However, instead of functioning as a satisfying twist, it only makes the storyline frustrating and confusing. It also doesn’t help that the film essentially has three different endings due to Kate’s “insanity,” and the viewer doesn’t understand which is real or if any of them are. This twist ending also suffered from being incredibly abrupt and unsatisfying. In short, the plot twist isn’t clever; it’s simply frustrating.
Another aspect that brought the movie down was the underwhelming horror. The film mostly relied on very generic jumpscares, most of which evoked eye rolling rather than fear. The “it was only a dream” cliche is also painfully overused; it’s barely an exaggeration when I say that when Kate is in a perilous situation, it’s a dream two-thirds of the time. This adds even more to the viewer’s annoyance and confusion.
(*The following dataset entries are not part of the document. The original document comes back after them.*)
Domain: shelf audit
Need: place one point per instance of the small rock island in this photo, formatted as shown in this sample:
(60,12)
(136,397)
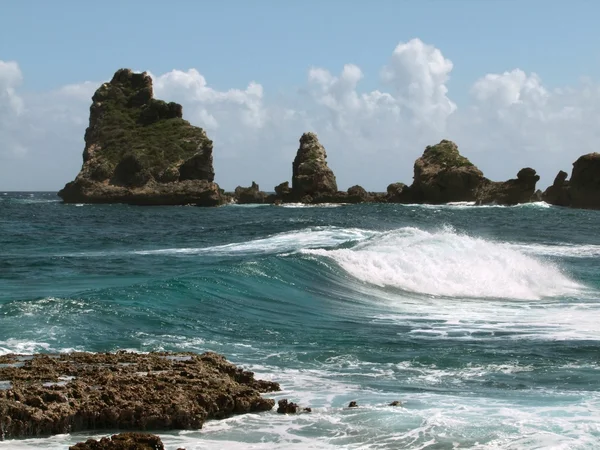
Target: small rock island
(139,150)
Another nail in “The Turning’s” coffin is the fact that it’s also incredibly boring, managing to make its short runtime seem too long. The film mostly consists of talking, and as already mentioned, the “scary” sequences aren’t even scary. This constant monotony prevents “The Turning” from even being a “so-bad-it’s-good” type of film.
If anything positive can be said, it’s that the actors performed well (which was especially impressive given the material they had to work with). Unfortunately, this wasn’t nearly enough to carry the film as a whole.
“The Turning’s” great cast and solid source material were unfortunately squandered, as the resulting film was tedious and convoluted.